The move in Edinburgh achieved the objective of both relocating into NHS/Scottish Government estate and producing cash efficiency savings. In addition the organisation is now accommodated in a modern facility with a space design tailored to meet its needs.

In Glasgow unfortunately no suitable NHS/Scottish Government estate was available but occupation of Delta House was reduced from six floors to five and significant cost reductions were delivered.

Efficiency Savings and Productive Gains

In Edinburgh the annual lease costs of the Memorandum of Terms of Occupation (MOTO) were negotiated to provide for an annual reduction of £95,452 (part year 2012-13, £49,426), a value that continues during the term of occupation.

In Glasgow the savings result from reducing the number of floors occupied by one, freezing the level of service charge until March 2016 and negotiating a rent and service charge reduction of 50 per cent in the first two years. This produces savings of £332,848 in 2012-13 and £312,714 in 2013-14. The savings from the floor reduction of £149,043 per annum will continue for the remaining period of occupation.

In terms of productivity the purpose built nature of the design layout in Gyle Square can be expected to enhance productivity; the accommodation is located on one floor rather than the four at Elliott House and is of an open plan nature thereby promoting easier and more effective communication and interaction.

In addition, HIS was the subject of a comprehensive organisational restructuring and is committed to continue to embrace the concept of generic working for staff wherever possible and to reviewing and improving work processes and business practices wherever possible.


The premises at Gyle Square, Edinburgh are the subject of a MOTO that runs from September 24, 2012 to June 14, 2029.

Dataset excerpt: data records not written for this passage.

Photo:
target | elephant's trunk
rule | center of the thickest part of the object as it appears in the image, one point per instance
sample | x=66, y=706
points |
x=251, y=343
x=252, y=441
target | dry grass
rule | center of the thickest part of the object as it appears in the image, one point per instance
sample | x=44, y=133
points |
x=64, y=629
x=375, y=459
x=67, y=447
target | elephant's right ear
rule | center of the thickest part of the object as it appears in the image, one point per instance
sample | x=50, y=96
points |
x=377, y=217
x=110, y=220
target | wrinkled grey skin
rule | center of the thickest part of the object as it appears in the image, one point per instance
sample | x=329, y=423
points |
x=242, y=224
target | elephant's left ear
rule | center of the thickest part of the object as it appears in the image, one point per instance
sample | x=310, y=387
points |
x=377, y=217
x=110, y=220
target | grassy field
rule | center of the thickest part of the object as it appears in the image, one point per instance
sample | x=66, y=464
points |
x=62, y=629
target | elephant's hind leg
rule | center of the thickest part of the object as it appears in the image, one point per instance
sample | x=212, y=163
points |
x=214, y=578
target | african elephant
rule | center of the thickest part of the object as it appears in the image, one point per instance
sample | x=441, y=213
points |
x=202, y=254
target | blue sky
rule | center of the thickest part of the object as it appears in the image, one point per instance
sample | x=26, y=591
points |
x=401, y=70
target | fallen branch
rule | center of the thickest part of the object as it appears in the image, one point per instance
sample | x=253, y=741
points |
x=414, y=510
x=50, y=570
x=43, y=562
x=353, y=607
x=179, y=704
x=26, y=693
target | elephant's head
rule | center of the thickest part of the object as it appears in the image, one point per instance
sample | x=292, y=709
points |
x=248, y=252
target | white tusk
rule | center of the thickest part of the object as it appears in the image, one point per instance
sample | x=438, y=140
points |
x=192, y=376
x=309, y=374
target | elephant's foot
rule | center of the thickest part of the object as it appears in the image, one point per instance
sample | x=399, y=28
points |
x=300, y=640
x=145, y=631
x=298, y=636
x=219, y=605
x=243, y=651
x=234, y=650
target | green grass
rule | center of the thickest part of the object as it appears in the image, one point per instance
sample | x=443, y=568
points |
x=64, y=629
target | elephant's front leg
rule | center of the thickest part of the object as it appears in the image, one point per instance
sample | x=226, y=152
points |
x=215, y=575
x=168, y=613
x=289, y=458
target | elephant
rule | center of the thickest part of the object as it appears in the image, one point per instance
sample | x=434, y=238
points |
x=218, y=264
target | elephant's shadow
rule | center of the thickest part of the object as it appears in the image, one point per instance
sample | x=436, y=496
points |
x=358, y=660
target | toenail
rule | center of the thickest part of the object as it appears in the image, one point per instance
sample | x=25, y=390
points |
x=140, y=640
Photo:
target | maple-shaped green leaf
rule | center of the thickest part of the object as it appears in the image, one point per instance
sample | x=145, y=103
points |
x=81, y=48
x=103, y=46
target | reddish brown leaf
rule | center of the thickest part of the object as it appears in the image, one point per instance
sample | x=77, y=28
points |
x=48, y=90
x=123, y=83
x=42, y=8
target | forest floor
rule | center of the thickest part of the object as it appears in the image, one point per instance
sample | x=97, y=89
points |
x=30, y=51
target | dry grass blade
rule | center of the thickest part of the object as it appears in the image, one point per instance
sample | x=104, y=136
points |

The premises at Delta House, Glasgow are commercial leasehold expiring in March 2021 but with a lease break in March 2016. It is anticipated that a further option appraisal will be carried out prior to 2016 to consider afresh the possibility of relocating this office into NHS/Scottish Government estate.

Lessons Learned

This has proved to be a fruitful area from which both cash efficiencies and productivity savings can be realised.

Timing is crucial and the reality is that the process is likely to take significantly longer than might be originally anticipated. It is very important to identify at an early stage the critical points in the timeline as failure to meet any of these deadlines can have serious implications for the process as a whole.

There is a need to satisfy the requirements and aspirations of a variety of different interested parties beyond the Board itself. These include the Scottish Government, staff, Central Legal Office, possible commercial landlords and external agencies.

It is important to take expert advice where appropriate. This will generally mean the involvement of the Central Legal Office and might take the form of property consultants in relation to the option appraisal.